Shaksgam
Shaksgam (Urdu: Muztagh) of de Trans-Karakoram Strook is een gebied van 5180 km2 in Kasjmir. Het is een van de twee gebieden binnen Kasjmir die onder het bestuur vallen van China (het andere gebied is Aksai Chin). Shaksgam is onbewoond en bestaat uit het dal van de gelijknamige rivier. Het gebied is zeer hoog gelegen (gemiddeld 3800 meter) en moeilijk te bereiken. Ten zuiden van het gebied ligt het Karakoramgebergte met de bergtoppen K2, Broad Peak, Gasherbrum I en II en de Siaachengletsjer. Ten oosten ligt de Karakorampas, ten noorden het eveneens door China bestuurde Xinjiang en ten westen de door Pakistan bestuurde regio Baltistan.
Omdat het gebied zo moeilijk toegankelijk is, duurde het tot 1887 voordat de eerste westerling (de avonturier Francis Younghusband) het gebied betrad. Het gebied werd verder alleen bezocht door inwoners van Baltistan die er doorheen trokken richting Oost-Turkestan (nu Xinjiang) voor werk en door de Hunzakutbandieten die vanuit Shaksgam soms de Yarkandvallei binnenvielen. In 1929 vond de eerste westelijke expeditie plaats naar het gebied. Van 1947 tot 1999 was het een gesloten gebied. Vanaf 1999 is het gebied weer opengesteld door Pakistan en is het soms het doel van klimexpedities. Ook vanuit China wordt het gebied soms als trekroute gebruikt om vanuit het noorden de berg K2 te bereiken. Dit is echter een zeer moeilijke en lange route en slechts weinig expedities worden daarom via deze route uitgevoerd.

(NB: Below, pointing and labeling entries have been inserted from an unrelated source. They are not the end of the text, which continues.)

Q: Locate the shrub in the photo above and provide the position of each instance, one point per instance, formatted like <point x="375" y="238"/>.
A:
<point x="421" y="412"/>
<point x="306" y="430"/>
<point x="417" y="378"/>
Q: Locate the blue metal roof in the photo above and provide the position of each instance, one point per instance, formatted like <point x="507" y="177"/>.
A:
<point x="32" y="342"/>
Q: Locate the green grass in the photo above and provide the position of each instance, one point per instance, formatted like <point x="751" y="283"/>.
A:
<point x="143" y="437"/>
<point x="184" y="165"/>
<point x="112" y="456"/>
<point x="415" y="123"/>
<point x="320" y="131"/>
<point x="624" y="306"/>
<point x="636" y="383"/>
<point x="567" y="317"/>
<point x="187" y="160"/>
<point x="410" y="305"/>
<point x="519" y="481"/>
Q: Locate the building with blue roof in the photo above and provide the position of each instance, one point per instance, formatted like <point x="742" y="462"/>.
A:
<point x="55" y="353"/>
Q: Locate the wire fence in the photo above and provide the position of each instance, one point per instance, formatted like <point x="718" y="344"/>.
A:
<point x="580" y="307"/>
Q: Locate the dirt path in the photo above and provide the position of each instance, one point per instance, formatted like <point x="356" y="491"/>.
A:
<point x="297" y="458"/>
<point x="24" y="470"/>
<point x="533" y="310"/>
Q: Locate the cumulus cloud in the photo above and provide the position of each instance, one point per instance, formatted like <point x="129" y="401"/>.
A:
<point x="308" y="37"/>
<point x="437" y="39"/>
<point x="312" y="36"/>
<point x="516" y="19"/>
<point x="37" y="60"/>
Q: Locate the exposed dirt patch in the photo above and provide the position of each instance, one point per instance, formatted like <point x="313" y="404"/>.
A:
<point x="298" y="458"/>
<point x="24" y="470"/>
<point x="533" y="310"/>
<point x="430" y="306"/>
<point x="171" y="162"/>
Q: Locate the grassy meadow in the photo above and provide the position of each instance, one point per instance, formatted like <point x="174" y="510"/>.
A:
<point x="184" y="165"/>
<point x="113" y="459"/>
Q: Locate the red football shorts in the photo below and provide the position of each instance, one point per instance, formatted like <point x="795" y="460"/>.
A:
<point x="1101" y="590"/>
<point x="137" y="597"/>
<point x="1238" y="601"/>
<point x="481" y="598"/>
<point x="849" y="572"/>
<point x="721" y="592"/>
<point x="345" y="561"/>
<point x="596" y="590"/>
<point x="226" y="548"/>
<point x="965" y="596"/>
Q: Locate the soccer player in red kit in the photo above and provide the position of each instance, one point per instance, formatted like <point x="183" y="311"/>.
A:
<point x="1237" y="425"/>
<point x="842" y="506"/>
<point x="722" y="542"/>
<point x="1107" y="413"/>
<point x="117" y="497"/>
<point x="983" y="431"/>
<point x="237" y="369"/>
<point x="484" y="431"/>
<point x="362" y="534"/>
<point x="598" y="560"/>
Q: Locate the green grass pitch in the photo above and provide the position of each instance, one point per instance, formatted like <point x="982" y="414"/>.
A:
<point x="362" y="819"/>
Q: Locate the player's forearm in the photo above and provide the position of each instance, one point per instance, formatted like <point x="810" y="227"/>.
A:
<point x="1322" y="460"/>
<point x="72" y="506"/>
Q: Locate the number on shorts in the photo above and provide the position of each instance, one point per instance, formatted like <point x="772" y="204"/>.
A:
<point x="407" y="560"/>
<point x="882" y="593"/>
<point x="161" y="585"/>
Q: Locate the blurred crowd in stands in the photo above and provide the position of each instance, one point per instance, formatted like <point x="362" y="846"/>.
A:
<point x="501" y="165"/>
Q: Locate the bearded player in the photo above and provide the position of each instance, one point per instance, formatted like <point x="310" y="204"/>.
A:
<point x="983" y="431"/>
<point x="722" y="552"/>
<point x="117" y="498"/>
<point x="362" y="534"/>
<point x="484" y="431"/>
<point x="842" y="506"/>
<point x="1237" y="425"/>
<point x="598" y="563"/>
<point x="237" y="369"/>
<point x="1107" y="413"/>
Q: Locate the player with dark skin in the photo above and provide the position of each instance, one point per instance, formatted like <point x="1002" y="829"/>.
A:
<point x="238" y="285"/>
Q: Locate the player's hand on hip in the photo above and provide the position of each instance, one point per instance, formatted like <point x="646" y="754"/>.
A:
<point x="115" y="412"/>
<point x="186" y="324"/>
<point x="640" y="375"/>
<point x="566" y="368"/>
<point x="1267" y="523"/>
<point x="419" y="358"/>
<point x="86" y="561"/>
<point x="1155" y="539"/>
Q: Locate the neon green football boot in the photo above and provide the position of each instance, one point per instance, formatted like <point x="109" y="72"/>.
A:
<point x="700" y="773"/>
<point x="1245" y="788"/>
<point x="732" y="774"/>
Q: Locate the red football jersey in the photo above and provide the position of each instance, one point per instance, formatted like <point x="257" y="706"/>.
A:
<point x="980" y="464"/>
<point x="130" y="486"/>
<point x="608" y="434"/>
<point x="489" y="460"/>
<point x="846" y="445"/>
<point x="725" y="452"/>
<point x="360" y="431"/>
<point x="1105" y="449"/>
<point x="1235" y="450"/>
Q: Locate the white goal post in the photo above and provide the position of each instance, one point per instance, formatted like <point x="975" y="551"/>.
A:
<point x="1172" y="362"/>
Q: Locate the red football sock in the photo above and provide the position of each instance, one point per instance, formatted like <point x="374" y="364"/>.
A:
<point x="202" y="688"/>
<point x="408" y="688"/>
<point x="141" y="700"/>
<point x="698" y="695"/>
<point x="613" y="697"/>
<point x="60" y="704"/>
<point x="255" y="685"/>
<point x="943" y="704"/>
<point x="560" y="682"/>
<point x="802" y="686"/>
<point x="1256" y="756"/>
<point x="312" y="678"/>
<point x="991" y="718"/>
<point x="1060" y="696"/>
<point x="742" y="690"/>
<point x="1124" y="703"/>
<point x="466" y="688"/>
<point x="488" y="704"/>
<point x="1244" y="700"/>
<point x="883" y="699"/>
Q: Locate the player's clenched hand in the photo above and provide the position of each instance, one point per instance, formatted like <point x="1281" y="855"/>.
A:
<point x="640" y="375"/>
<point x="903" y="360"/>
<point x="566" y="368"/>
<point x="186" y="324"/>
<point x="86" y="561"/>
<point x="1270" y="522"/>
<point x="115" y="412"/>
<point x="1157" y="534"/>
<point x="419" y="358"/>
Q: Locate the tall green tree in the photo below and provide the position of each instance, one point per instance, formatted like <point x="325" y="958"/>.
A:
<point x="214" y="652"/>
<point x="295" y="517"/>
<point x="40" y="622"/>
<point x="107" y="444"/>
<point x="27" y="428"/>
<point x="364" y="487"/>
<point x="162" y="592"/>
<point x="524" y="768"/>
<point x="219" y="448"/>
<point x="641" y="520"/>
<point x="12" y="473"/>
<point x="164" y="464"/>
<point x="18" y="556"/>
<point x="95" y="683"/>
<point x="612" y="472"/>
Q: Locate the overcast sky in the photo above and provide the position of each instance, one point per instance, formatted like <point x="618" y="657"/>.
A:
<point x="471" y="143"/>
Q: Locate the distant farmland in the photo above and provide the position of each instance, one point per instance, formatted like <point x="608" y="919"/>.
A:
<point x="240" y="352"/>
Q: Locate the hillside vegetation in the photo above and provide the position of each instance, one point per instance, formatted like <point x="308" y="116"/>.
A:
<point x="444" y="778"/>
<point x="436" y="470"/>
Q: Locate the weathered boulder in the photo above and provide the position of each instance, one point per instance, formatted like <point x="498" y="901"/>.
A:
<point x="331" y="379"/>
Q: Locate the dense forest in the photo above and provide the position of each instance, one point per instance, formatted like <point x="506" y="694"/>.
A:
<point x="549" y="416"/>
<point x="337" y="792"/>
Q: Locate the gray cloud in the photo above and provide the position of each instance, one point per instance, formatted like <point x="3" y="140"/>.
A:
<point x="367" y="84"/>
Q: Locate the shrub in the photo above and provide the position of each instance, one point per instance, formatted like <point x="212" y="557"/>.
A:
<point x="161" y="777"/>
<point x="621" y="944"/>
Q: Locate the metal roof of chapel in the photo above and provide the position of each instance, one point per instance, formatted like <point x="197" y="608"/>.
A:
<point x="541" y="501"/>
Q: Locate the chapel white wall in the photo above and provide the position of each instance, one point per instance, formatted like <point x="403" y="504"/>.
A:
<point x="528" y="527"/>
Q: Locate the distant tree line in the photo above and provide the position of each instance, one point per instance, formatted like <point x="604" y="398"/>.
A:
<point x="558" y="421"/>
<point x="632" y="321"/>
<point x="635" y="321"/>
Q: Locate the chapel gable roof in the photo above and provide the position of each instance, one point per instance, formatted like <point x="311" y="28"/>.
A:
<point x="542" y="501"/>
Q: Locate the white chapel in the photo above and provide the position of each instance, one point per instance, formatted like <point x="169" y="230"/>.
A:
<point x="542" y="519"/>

In het gebied wonen geen mensen, vanwege de ontoegankelijkheid en het extreme klimaat en hoogte. Het is een met sneeuw bedekt hoog gelegen woestijnachtig gebied en bevat bijna geen vegetatie. De rivier en vallei lopen vanaf een gletsjer in het zuidoosten naar het westen, waar de rivier in de Yulinrivier stroomt, die verderop weer afwatert in de noordelijke gletsjers van de K2. De Shaksgamrivier is een moeilijk over te steken rivier, die van eind juni tot midden augustus niet begaanbaar is, omdat ze dan buiten haar oevers treedt.
[bewerk] Politieke status
Het gebied behoorde voor 1947 tot Kasjmir als onderdeel van het Dograrijk. In 1947 werd het door Pakistan veroverd op dit rijk. De leider van dit rijk, Hari Singh sloot zich daarna aan bij India. Van 1947 tot 1963 maakte dit gebied onderdeel uit van Baltistan, als onderdeel van de Pakistaanse Noordelijke Gebieden. Op 3 maart 1963 werd het gebied door Pakistan afgestaan aan China in het Chinees-Pakistaanse grensakkoord, als blijk van goodwill om de relatie tussen de beide landen te versterken en daarmee een verbond te sluiten als tegengewicht tegen India. Verder werd door deze overeenkomst de definitieve grens tussen China en Pakistan vastgesteld. Hiermee kocht Pakistan ook verdere Chinese aanspraken op Pakistaans grondgebied af.
India erkent zowel het gezag van Pakistan als dat van China niet, omdat zij Kasjmir als volledig Indisch grondgebied ziet. Dit omdat de Dograleider zich met zijn gebied bij India had aangesloten, al was dit niet meer geheel in zijn handen.
China en Pakistan namen wel een clausule op in het akkoord, waarin werd gesteld dat de status van de regio opnieuw zou worden bekeken nadat Pakistan en India een overeenkomst zouden sluiten over hun definitieve grens. In 1987 werd deze clausule door China echter weer verworpen.
Ten zuiden van het gebied ligt de Siaachengletsjer. Dit gebied wordt bezet door het Indiase leger en wordt gescheiden van de Shaksgamvallei door de zogenaamde NJ9842-lijn. Deze grenslijn werd tijdens het verdrag van Karachi van 1949 en het verdrag van Simla van 1972 tussen India en Pakistan aangeduid als de lijn 'waarboven geen mens kon leven' en waarover dus ook nog geen definitief besluit behoefde te worden genomen met betrekking tot de soevereiniteit. Dit heeft de onduidelijkheid over de status van het gebied alleen maar versterkt.